The Misanthrope's Corner

National Review, Dec 8, 1997 by Florence King

Miss King is the author of The Florence King Reader and other books.

BRACE yourselves, this is an upbeat column. The Virginia gubernatorial election and the reaction to the verdict in the "Au Pair Murder Trial" put a song in my heart.

As you know, our new Republican governor-elect, James S. Gilmore III, won a thunderous victory with a single issue: his promise to abolish the "car tax," an annual levy based on the assessed value of cars and trucks.

I doubt Gilmore can do it, but that's not the point. What has my toes curling is the dud Bill Clinton fired when, campaigning for the Democrat candidate, he warned that school budgets would suffer without the car-tax money: "This really is a question about whether Virginians will be selfish in the moment or selfless for their children and the future."

Weepy, the eighth dwarf, made a boo-boo. Instead of generating guilt he infuriated people. Letters columns filled up with vituperative rejoinders ("How dare he?") and talk radio turned into one big sputter of rage. For once, no one melted at the sacred word "children."

The same week, the second-degree murder conviction of au pair Louise Woodward triggered a spontaneous outpouring of support for her, along with demands that the verdict be dismissed and her sentence reduced to time served. As I write, the judge has not yet ruled on the requests, but again, that's not the point. What energizes me here is the spectacle of child-worshiping Americans rallying behind an English girl accused of infanticide. YESSS!

I see a light at the end of our tunnel vision. Americans are beginning to understand that adults count, too.

How they lost sight of this fact in the first place is not hard to fathom. A glance through my files makes it abundantly clear.

Headlines: STARVATION IN N. KOREA; REPORTS OF CHILDREN DYING.

Mary McGrory on Waco: "Nobody except their families would much care about the fiery deaths of the cultists if it weren't for the children."

Firefighter Randy Woods of the Oklahoma bombing: "Grown-ups, you know, they deserve a lot of the stuff they get. But why the children? What did the children ever do to anybody?"

It so happens that children are the source of the blanket of fear that now hangs over the head of every American adult.

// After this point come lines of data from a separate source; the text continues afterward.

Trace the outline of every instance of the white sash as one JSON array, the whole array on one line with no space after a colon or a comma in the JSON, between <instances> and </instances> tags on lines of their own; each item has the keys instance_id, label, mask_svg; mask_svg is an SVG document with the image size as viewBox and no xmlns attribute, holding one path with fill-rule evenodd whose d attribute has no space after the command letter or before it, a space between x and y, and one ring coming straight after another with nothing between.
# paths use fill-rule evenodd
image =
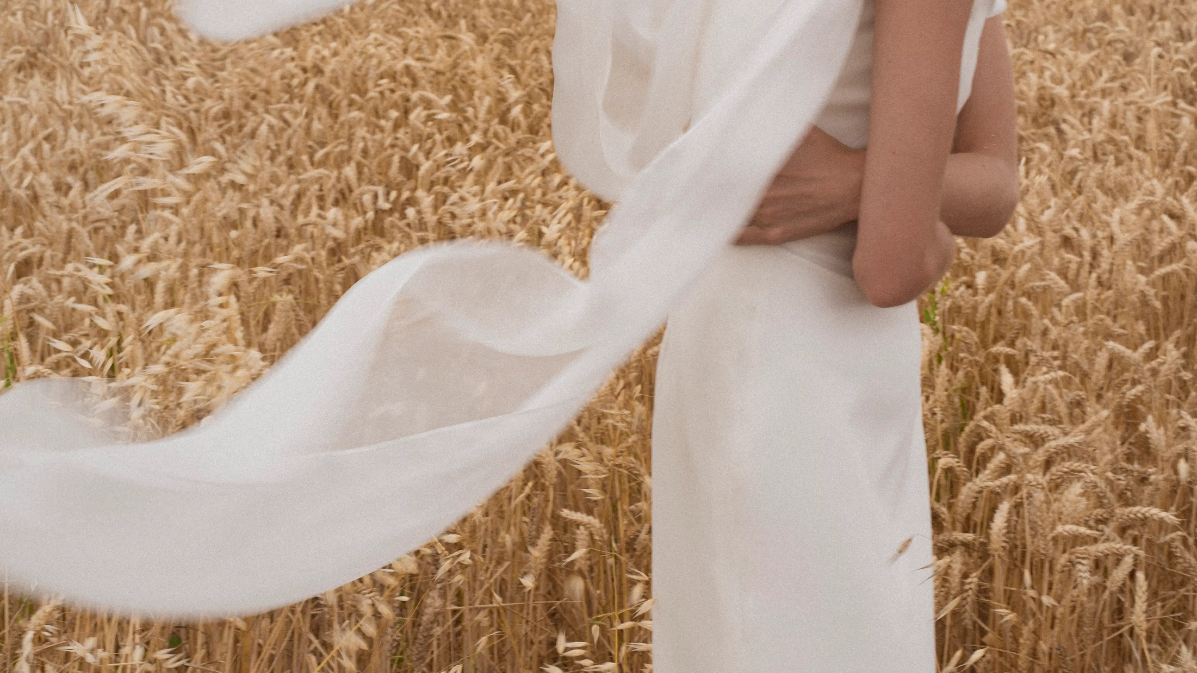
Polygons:
<instances>
[{"instance_id":1,"label":"white sash","mask_svg":"<svg viewBox=\"0 0 1197 673\"><path fill-rule=\"evenodd\" d=\"M497 243L427 245L354 285L205 423L110 444L81 387L0 398L0 568L77 604L254 613L365 575L558 435L751 216L822 108L861 0L786 0L694 115L709 2L559 0L557 152L618 200L590 280ZM243 38L342 0L184 0Z\"/></svg>"}]
</instances>

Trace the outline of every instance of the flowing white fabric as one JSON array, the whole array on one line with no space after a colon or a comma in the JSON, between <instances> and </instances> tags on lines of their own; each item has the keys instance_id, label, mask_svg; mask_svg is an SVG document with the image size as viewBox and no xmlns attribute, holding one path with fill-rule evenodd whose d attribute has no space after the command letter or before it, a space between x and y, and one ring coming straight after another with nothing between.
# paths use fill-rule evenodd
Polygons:
<instances>
[{"instance_id":1,"label":"flowing white fabric","mask_svg":"<svg viewBox=\"0 0 1197 673\"><path fill-rule=\"evenodd\" d=\"M824 107L861 7L779 2L695 105L723 2L559 2L558 153L619 201L589 281L503 244L414 250L205 423L154 442L113 443L68 381L0 398L10 580L121 612L253 613L387 564L499 487L747 220ZM182 16L241 38L341 4L184 0Z\"/></svg>"}]
</instances>

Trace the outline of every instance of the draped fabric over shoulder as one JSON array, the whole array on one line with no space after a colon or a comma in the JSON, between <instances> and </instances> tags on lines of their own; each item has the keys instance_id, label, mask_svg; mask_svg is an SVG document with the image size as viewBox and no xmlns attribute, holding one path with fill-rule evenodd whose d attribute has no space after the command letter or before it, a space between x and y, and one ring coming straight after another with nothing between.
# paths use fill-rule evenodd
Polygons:
<instances>
[{"instance_id":1,"label":"draped fabric over shoulder","mask_svg":"<svg viewBox=\"0 0 1197 673\"><path fill-rule=\"evenodd\" d=\"M695 50L719 1L558 2L557 151L619 201L589 280L514 245L413 250L205 423L152 442L115 442L120 419L86 383L0 396L8 578L126 613L254 613L389 563L502 486L747 220L822 108L861 11L778 2L698 108ZM182 0L181 14L236 40L342 4Z\"/></svg>"}]
</instances>

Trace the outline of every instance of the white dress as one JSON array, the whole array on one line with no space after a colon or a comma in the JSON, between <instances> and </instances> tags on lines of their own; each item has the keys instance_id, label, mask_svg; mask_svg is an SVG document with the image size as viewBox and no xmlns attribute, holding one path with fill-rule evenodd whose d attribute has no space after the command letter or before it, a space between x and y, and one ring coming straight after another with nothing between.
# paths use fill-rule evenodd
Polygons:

Ann Landers on child sexual abuse: "I urge all who have a strong suspicion to act on it. You will have performed a humanitarian service."

The ubiquitous public-service announcement: "Concerned persons can report abuse anonymously. If they give their names, confidentiality is guaranteed by law."

The abuse witchhunt has given children power over adults to a degree never before seen in any society. False accusations are always blamed on overzealous social workers or prosecutors who supposedly planted the idea in the children's minds and coached them through their stories, but to believe that this is always the case is to spurn what W. C. Fields and I have worked so hard to establish.

The Sinless Child ranks with the Noble Savage as a repository of cracked idealism. Unable to think in the intellectual sense, children twitch and flicker in response to the stimuli of the moment like nocturnal creatures on the Discovery Channel, sensing with unerring instinct the perfect moment to strike.

They have a knack for locating adults' soft spots and a sense of timing that can set up an embarrassing moment to the millisecond. The evident nervousness parents exhibit when they bring adult strangers home suggests that the words "Oh, you mustn't say that!" have been spoken before, probably not for the last time. It is a known fact, always denied, that handicapped people, people with scars, homely people, and bald men don't like to be around children because the little fartlings have a mean streak wide enough to drive a truck through.

Since child abuse became the bee in every bonnet, children have caught on to its usefulness as the fork in every tongue. Taught in "awareness" lectures how to report anyone who so much as looks at them crooked, they know they have adults in the palms of their grubby little hands.

Adults also know it, which is why they are nervous wrecks. Teachers, camp counselors, day-care workers, sports coaches to whom the pat on the backside is second nature are all scared to death. So even are kindly souls who actually love children and enjoy making friends with them, like the editor of my local paper whose column about a misinterpreted action concluded: "It is sad that I, as well as other men I know, have stopped smiling at children in supermarkets."

Others have stopped frowning and yelling. The curmudgeonly retirees who used to chase children away from their flower beds and demand that the paper boy hit the porch now don't dare open their mouths, knowing that where revenge once was limited to overturned ashcans, it might now be a charge of child abuse.

WHAT we fear, we hate. I don't claim that Americans have risen to my level of child-hatred -- many are called, few are chosen -- but signs indicate that they are fed up enough to admit that all it takes is one child to raze a village.